The
Federal Reserve Board has adopted a final rule to implement the registration
requirements for securities holding companies under Dodd-Frank Act Section 618.
This provision allows a securities holding company that is required by a
foreign regulator or foreign law to be subject to comprehensive consolidated
supervision to register with the Fed as a supervised securities holding
company. The economic analysis accompanying the rule indicates that five
entities may avail themselves of the rule.
The new
rule defines “securities holding company” to mean any company that owns or
controls, is controlled by, or is under common control with, one or more
brokers or dealers registered with the Securities and Exchange Commission and
is required by a foreign regulator or provision of foreign law to be subject to
comprehensive consolidated supervision. The term excludes certain nonbank
financial companies, insured banks or savings associations and their affiliates,
foreign banks, and companies currently subject to comprehensive consolidated
supervision by a foreign regulator. Supervised securities holding companies
must comply with the Bank Holding Company Act of 1956, except for the provisions
contained in Section 4 dealing with restrictions on nonbanking activities.

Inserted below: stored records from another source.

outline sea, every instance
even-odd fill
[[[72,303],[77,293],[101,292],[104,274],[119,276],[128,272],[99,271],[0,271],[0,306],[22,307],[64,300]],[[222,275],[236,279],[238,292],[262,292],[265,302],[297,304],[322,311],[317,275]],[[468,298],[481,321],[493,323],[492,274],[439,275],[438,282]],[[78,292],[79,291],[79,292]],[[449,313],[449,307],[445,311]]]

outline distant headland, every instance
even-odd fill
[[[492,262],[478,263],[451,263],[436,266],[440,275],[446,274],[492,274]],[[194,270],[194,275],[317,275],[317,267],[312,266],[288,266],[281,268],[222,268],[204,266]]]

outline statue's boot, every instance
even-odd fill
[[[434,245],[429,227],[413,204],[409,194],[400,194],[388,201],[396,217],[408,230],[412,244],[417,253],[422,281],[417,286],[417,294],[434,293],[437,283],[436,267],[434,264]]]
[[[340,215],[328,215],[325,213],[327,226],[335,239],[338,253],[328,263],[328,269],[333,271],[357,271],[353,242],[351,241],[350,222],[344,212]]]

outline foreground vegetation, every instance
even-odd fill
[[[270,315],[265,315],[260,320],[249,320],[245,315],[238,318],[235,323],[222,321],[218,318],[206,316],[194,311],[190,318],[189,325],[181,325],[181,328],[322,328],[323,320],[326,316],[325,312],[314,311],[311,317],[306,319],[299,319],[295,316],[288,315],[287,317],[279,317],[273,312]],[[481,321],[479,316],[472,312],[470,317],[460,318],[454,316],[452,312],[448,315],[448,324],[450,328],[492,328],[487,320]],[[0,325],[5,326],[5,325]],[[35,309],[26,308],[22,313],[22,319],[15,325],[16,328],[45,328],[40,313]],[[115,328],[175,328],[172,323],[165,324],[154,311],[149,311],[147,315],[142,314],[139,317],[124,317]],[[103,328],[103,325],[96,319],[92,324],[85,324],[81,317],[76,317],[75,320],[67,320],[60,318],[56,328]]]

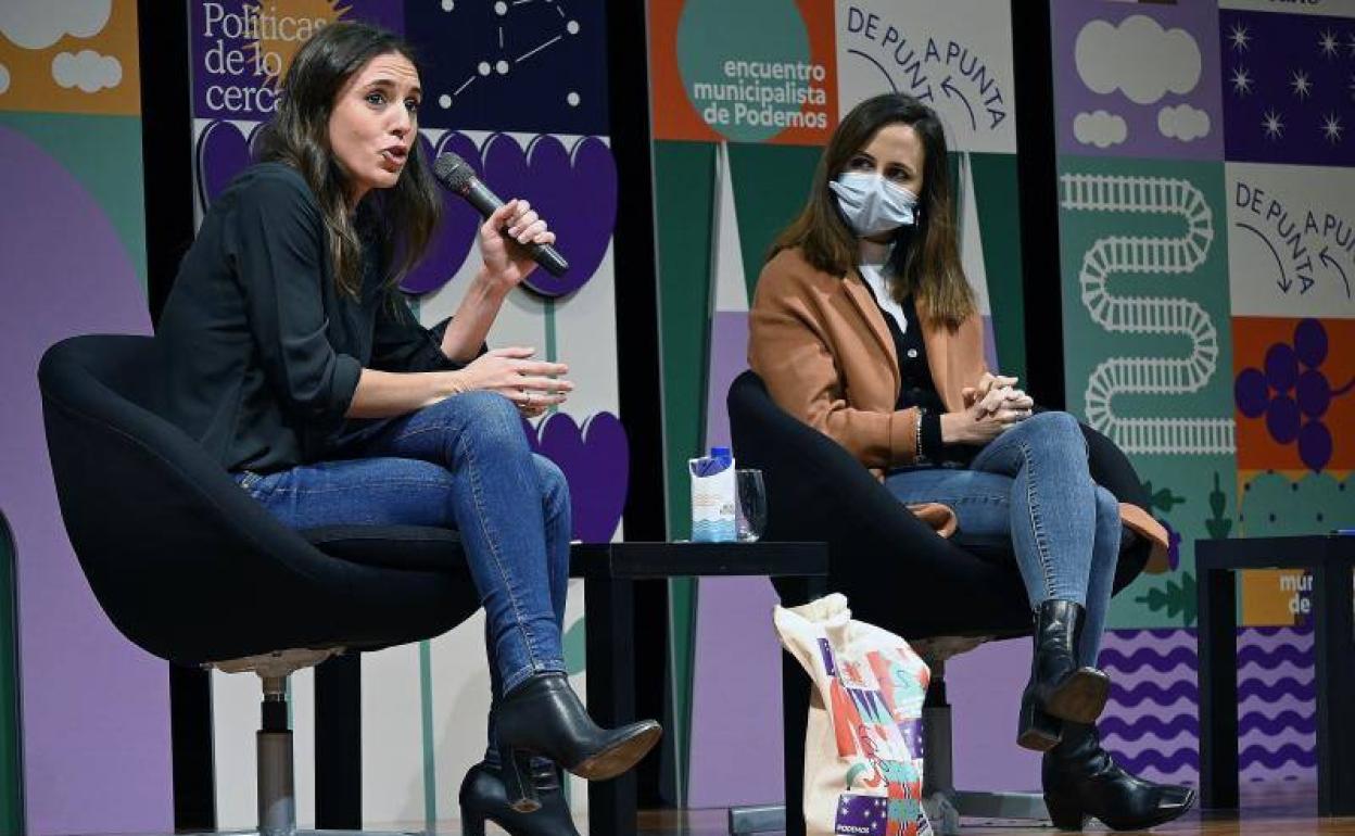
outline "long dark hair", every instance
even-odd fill
[[[816,268],[847,275],[859,259],[859,248],[828,183],[889,125],[911,125],[923,141],[921,213],[915,228],[900,228],[894,234],[894,255],[886,266],[890,293],[900,302],[913,295],[921,316],[958,328],[974,313],[976,304],[959,263],[946,131],[936,112],[909,95],[866,99],[843,118],[818,159],[805,209],[776,236],[768,259],[798,247]]]
[[[329,149],[329,115],[339,92],[367,61],[390,53],[419,65],[413,49],[382,28],[350,22],[320,28],[297,50],[283,79],[278,112],[259,140],[259,160],[291,165],[320,201],[335,283],[352,297],[362,290],[359,221],[370,225],[381,248],[383,279],[394,285],[428,249],[442,213],[442,195],[417,140],[396,186],[369,192],[362,201],[366,206],[359,206],[360,218],[348,206],[348,179]]]

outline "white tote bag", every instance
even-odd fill
[[[810,836],[931,836],[921,711],[931,671],[902,638],[851,619],[847,598],[776,607],[780,644],[813,680],[805,734]]]

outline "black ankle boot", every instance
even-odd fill
[[[1020,698],[1016,744],[1047,752],[1060,740],[1062,721],[1095,722],[1110,695],[1110,677],[1077,665],[1083,607],[1046,600],[1035,610],[1035,652]]]
[[[503,775],[486,764],[477,763],[461,782],[461,832],[463,836],[485,836],[485,822],[492,821],[511,836],[579,836],[554,767],[533,764],[531,785],[541,809],[519,813],[508,803]]]
[[[519,813],[539,806],[528,780],[531,755],[549,757],[580,778],[606,780],[635,766],[663,734],[653,719],[599,728],[564,673],[533,676],[505,694],[495,721],[504,789]]]
[[[1065,722],[1064,740],[1045,753],[1049,817],[1061,831],[1080,831],[1087,817],[1112,831],[1142,831],[1176,818],[1195,803],[1195,790],[1134,778],[1100,745],[1096,726]]]

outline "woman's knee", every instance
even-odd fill
[[[1037,412],[1023,421],[1027,430],[1053,444],[1068,446],[1087,451],[1087,438],[1077,419],[1066,412]]]
[[[454,398],[461,401],[457,408],[472,412],[466,431],[482,450],[503,454],[527,454],[531,450],[522,415],[507,397],[497,392],[465,392]]]
[[[1119,499],[1100,485],[1092,488],[1096,493],[1096,520],[1107,526],[1119,526]]]
[[[547,512],[569,509],[569,481],[560,465],[549,458],[534,453],[533,462],[537,465],[537,476],[541,478],[541,497]]]

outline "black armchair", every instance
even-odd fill
[[[160,417],[160,347],[80,336],[38,370],[66,532],[112,623],[175,663],[263,679],[260,832],[295,832],[286,677],[344,649],[438,635],[478,608],[457,535],[294,531]]]
[[[745,371],[734,379],[728,405],[738,463],[763,472],[770,515],[766,539],[828,542],[828,589],[847,595],[855,616],[913,641],[932,665],[924,709],[924,794],[942,818],[936,822],[939,829],[953,828],[959,813],[1043,818],[1038,795],[958,793],[950,768],[944,660],[988,638],[1031,631],[1031,610],[1015,564],[939,537],[847,450],[783,412],[755,373]],[[1092,477],[1121,501],[1146,507],[1125,454],[1099,432],[1085,425],[1083,430]],[[1117,569],[1117,591],[1142,570],[1148,553],[1146,542],[1134,539],[1126,545]],[[776,587],[787,606],[804,603],[809,596],[809,589],[795,579],[779,579]],[[917,591],[908,608],[898,606],[904,589]],[[963,606],[957,606],[959,600]],[[795,835],[805,828],[801,790],[809,688],[794,660],[789,654],[783,659],[785,824],[787,835]],[[778,824],[775,816],[747,818],[743,822],[732,816],[732,832],[759,832],[763,827],[756,820],[767,821],[768,829]]]

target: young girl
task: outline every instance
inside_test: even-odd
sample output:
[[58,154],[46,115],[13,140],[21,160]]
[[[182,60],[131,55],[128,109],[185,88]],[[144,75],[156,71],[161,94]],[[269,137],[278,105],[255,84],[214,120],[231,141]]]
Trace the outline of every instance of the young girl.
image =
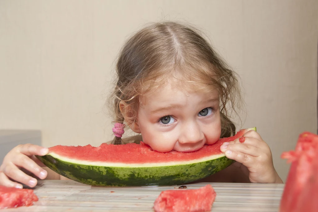
[[[149,25],[127,41],[116,70],[113,143],[142,141],[159,152],[187,152],[235,134],[229,110],[235,111],[241,100],[236,74],[196,30],[173,22]],[[122,139],[125,124],[140,135]],[[237,162],[201,181],[282,183],[259,134],[243,136],[243,143],[221,147]],[[48,152],[31,145],[15,147],[0,166],[0,184],[34,186],[36,179],[26,171],[41,179],[63,179],[34,156]]]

Securities holding companies that elect to
register with the Fed will need to complete a new form being developed by the
Fed. A securities holding company must file the form with the responsible
reserve bank, as determined by the Director of Banking Supervision and Regulation
at the Fed. The Fed may request additional necessary information. A
registration is deemed filed on the date that all required information on the
form is received. A registration generally is effective 45 calendar days
after the date on which the responsible reserve bank received the complete
filing. The Fed, however, may give written notice to a securities holding
company that its registration is effective before 45 calendar days.